RocksDB instance/file storage by aothms · Pull Request #6203 · IfcOpenShell/IfcOpenShell

aothms · 2025-02-21T15:25:20Z

One of the primary concerns when dealing with IFC is the memory usage. IfcOpenShell is not particularly careful in that regard, but it's likely something that affects the majority of libraries due to the entity-relationship model of Express. We see this for example in the buildingSMART validation service (uses ifcopenshell) where memory footprint (a) limits running multiple tasks in parallel (b) imposes a quite restrictive max file size on end-users and (c) still results in a hefty cloud bill.

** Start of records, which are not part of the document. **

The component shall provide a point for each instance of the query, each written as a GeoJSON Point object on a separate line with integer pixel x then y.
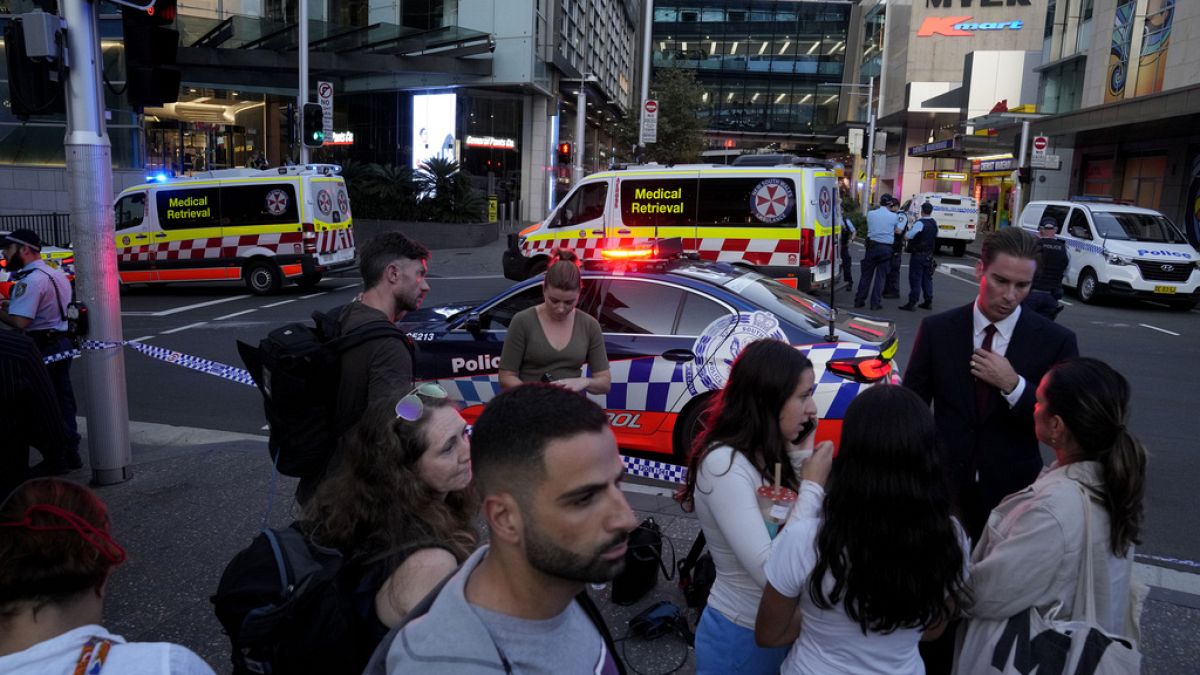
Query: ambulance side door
{"type": "Point", "coordinates": [654, 208]}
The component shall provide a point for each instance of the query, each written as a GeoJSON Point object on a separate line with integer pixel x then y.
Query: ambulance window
{"type": "Point", "coordinates": [639, 308]}
{"type": "Point", "coordinates": [131, 210]}
{"type": "Point", "coordinates": [747, 202]}
{"type": "Point", "coordinates": [1078, 226]}
{"type": "Point", "coordinates": [697, 312]}
{"type": "Point", "coordinates": [585, 204]}
{"type": "Point", "coordinates": [185, 208]}
{"type": "Point", "coordinates": [271, 203]}
{"type": "Point", "coordinates": [658, 203]}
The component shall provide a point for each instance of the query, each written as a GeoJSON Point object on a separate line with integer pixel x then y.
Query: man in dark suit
{"type": "Point", "coordinates": [981, 365]}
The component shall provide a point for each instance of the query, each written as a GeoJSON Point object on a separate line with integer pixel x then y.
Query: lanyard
{"type": "Point", "coordinates": [93, 656]}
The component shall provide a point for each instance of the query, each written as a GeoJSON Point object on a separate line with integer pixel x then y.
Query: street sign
{"type": "Point", "coordinates": [1039, 147]}
{"type": "Point", "coordinates": [325, 97]}
{"type": "Point", "coordinates": [649, 123]}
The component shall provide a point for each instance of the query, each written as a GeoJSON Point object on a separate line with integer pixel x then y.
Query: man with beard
{"type": "Point", "coordinates": [37, 306]}
{"type": "Point", "coordinates": [549, 473]}
{"type": "Point", "coordinates": [393, 268]}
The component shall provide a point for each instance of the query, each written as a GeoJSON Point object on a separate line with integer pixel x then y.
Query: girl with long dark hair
{"type": "Point", "coordinates": [1031, 551]}
{"type": "Point", "coordinates": [400, 507]}
{"type": "Point", "coordinates": [753, 426]}
{"type": "Point", "coordinates": [873, 557]}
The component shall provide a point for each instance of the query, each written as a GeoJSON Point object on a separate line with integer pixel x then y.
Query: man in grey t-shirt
{"type": "Point", "coordinates": [547, 469]}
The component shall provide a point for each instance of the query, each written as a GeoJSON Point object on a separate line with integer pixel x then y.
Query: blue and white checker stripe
{"type": "Point", "coordinates": [657, 470]}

One of the earliest open source implementations of IFC, the Open Source BIMserver in Java; https://github.com/opensourceBIM/BIMserver, has been using a key-value store since its inception to offload memory to disk and essentially support infinitely large models.

Recently within IfcOpenShell we started a similar effort to use RocksDB as an alternative side-by-side storage model.

Conceptually this appears really simple, where this gets harder is in the iterators and maps and realizing this in a backwards compatible fashion while still benefiting from the lazy on-disk opportunities that the rocksdb key value store would offer.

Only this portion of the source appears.